Farzi and the Act of Forgiving

There’s this interesting relationship that exists between the writer and the audience. And it’s not very different from husband-wife or boyfriend-girlfriend relationships.  

Between a couple, if there’s enough evidence of intent and effort, you’re given certain allowances – the liberty to make mistakes and a few letdowns here and there.

Similarly, if the writer has demonstrated their craft well and impressed at the very beginning, then later on, the audience is willing to unsee, look the other way over certain not-so-perfect things.

Farzi is so well written and well made, that you’re fine with a few logic flaws and some avoidable cliches.

The protagonist Sunny has the classic hero’s arc – from an abandoned child on a railway platform by a petty-criminal father, to doing pencil portraits of people, to finding his place next to his grandfather at the printing press.

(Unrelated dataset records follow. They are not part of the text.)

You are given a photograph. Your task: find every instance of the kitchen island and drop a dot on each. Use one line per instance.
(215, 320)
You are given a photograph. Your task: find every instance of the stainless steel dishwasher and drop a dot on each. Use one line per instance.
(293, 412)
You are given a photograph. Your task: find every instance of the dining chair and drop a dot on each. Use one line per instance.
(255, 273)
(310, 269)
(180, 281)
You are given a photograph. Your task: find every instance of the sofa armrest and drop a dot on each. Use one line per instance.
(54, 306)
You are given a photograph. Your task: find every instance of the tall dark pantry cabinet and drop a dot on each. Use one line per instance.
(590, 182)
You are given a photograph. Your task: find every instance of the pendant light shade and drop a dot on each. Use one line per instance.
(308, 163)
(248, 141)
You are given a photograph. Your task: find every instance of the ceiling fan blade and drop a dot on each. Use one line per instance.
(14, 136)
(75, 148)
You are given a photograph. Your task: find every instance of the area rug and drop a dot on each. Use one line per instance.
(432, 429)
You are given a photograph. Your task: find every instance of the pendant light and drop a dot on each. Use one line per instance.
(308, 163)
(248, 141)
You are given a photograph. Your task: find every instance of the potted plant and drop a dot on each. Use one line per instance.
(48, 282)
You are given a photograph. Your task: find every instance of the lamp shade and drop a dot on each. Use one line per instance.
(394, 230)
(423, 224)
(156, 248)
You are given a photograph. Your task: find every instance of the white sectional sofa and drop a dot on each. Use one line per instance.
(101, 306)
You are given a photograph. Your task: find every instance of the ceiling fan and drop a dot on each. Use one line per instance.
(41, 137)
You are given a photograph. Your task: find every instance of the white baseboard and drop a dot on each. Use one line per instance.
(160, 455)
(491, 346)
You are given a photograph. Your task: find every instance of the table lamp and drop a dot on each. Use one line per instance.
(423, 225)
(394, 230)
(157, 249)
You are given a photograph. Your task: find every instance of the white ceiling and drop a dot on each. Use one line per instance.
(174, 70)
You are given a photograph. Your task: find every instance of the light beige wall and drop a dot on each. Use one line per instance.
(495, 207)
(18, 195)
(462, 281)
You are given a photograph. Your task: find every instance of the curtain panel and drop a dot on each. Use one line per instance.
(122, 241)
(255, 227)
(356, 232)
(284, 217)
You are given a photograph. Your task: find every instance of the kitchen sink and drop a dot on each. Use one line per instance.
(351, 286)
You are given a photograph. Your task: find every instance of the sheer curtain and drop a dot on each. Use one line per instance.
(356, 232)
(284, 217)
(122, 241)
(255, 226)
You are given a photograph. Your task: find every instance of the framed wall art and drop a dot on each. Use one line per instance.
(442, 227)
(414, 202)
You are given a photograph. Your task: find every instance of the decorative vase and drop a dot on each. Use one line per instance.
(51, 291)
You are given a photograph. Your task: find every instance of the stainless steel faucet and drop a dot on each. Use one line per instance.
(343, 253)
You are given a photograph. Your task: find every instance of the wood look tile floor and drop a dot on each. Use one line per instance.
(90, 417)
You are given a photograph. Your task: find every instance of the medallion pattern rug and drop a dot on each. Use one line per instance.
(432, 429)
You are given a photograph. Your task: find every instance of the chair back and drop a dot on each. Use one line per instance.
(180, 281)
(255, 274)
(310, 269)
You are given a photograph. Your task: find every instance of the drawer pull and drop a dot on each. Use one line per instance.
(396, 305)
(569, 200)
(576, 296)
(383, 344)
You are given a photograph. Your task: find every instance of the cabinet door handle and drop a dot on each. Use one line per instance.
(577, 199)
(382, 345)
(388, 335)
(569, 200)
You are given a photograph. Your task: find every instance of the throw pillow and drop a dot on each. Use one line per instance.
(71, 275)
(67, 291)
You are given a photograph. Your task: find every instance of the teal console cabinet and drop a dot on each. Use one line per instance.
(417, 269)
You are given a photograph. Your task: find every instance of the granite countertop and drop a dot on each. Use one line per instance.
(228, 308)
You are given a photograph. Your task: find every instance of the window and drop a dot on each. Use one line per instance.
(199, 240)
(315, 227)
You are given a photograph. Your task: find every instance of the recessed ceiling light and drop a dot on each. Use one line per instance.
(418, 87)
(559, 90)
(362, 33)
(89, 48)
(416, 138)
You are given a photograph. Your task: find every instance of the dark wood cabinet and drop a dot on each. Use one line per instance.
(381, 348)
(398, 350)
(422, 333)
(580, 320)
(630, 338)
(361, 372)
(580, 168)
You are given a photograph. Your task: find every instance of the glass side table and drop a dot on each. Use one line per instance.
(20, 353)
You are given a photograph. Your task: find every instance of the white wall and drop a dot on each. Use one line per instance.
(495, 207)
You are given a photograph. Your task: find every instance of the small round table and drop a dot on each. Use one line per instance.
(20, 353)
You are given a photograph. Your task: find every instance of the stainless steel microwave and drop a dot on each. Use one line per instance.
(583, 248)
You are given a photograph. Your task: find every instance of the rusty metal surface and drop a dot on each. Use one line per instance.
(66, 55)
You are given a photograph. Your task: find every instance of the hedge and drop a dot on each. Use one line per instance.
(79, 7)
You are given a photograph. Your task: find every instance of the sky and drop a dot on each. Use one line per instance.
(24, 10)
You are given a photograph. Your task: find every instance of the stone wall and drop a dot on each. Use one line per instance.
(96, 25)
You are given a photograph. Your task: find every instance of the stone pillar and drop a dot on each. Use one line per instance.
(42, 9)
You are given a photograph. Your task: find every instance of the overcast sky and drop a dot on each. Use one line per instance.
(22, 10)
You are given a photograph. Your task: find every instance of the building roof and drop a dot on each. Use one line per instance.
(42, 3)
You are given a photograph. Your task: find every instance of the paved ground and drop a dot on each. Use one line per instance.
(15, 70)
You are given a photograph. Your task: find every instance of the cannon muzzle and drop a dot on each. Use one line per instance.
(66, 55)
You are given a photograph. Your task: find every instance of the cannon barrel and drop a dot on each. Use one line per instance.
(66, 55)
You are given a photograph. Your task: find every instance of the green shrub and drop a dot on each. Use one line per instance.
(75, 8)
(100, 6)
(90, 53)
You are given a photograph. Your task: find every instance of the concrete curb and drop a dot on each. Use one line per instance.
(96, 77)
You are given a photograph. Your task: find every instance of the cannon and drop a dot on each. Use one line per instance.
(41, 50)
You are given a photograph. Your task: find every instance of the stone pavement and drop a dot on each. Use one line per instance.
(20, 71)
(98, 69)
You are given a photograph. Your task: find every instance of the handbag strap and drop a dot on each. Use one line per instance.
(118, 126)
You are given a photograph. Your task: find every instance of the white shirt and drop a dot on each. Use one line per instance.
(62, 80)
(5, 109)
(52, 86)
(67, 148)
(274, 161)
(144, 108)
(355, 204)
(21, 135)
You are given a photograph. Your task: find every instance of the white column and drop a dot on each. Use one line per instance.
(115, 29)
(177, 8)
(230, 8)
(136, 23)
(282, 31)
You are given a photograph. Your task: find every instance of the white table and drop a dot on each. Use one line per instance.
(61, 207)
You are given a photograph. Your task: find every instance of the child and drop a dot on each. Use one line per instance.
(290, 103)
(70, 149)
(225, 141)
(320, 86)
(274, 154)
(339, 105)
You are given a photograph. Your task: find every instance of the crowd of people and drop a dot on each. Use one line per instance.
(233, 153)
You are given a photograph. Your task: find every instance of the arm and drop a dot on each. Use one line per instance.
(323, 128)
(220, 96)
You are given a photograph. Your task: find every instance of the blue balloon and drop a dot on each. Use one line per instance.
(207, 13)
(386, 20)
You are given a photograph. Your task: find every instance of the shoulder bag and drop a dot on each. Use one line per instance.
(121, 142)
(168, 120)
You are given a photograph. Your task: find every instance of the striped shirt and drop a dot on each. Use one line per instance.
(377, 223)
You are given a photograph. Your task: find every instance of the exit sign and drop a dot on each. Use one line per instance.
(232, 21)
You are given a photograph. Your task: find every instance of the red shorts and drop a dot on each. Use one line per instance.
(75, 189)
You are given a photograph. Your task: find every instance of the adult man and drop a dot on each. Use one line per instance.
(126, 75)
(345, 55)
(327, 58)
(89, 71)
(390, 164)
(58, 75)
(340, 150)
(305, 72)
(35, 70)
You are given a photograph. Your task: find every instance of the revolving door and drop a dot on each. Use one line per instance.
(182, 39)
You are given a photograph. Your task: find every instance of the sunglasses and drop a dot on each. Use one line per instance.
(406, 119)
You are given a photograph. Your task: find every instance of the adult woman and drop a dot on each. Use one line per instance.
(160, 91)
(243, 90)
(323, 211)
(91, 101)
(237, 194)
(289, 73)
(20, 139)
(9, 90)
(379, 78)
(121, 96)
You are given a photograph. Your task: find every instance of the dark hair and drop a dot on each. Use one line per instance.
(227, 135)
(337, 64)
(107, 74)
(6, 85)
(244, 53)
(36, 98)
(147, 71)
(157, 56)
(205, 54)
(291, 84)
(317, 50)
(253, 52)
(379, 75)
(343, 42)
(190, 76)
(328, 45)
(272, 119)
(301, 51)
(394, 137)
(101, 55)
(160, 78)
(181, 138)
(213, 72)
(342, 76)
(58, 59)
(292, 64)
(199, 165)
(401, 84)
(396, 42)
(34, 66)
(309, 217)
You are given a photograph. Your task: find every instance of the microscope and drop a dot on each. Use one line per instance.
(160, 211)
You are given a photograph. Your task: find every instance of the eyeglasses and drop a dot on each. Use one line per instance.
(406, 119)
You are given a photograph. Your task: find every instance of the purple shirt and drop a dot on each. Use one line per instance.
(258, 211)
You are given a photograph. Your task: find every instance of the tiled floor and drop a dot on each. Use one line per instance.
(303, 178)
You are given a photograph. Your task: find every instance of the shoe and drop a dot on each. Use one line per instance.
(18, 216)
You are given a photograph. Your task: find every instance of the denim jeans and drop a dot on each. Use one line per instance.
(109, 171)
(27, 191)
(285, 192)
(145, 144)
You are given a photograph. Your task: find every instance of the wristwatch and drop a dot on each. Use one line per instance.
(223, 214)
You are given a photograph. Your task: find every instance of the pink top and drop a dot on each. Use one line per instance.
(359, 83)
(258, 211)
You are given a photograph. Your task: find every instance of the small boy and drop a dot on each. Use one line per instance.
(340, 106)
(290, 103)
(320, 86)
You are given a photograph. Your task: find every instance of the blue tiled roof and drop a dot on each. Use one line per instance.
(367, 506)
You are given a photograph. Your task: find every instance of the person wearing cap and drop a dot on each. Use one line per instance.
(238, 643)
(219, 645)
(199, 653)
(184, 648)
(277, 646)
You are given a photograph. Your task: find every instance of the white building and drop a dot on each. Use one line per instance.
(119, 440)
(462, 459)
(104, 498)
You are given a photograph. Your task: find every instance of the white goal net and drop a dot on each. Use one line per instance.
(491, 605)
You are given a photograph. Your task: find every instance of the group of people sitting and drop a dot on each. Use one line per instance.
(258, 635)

And eventually becoming what his grandfather feared the most.

Similarly, Michael is a fabulously written character. Scenes like him telling his wife “I’m taking a boy and will bring back a man”, joking with his colleagues about his diet, doing interrogation in the form of a visa interview, his phone calls to the minister, and so on… Dark humour at its best.

Megha gets introduced as an intelligent, enthusiastic girl with big dreams, and gets built further over the episodes – the scene where Michael tells her that she is like him is where her character is fully developed. And her part with Sunny is also done with a lot of ease.

And what an opening for Mansoor – he nails it with that ‘juridiction, jurisdiction’. Superb style and styling. His character gets a bit cliched towards the end but that can be forgiven.

Coming to forgiving, the biggest logic bummer was the question of why did Mansoor expect the new kid Sunny who’s good only with portrait/printing, to smuggle in and distribute twelve thousand crores. Mansoor, being a big mafia kingpin with multinational operations, asking the Artist to do this was incredible and illogical.

But the overall screenplay is so good that you’re willing to go with the flow, and not allow this fact to screw your head.

Other cliche is Saira (Kubra Sait). It might be the creators’ hat tip to Breaking Bad (Lydia) or maybe not.

Firoze & Chacha are two superb characters and performed brilliantly by Bhuvan & Chittaranjan. All the actors have given their best – Shahid Kapoor, Vijay Sethupathi, Rashi, Kay Kay Menon, and of course Amol Palekar.

One deadly scene is where Sunny is sitting with Chacha and confiding in him about the fact that he didn’t feel anything and had zero guilt. It’s a deliberate, slow reveal of Sunny’s transformation. 

Another one is when Michael meets the minister after calling him mc the previous night. Deadly dialogues.  

And if it was in a movie hall, the Chellam Sir cameo would have got full-on whistles. 

Family Man is one of the best Indian web series (both Season 1 & 2). And now with Farzi, Raj & DK are on the way to becoming Salim-Javed of OTT.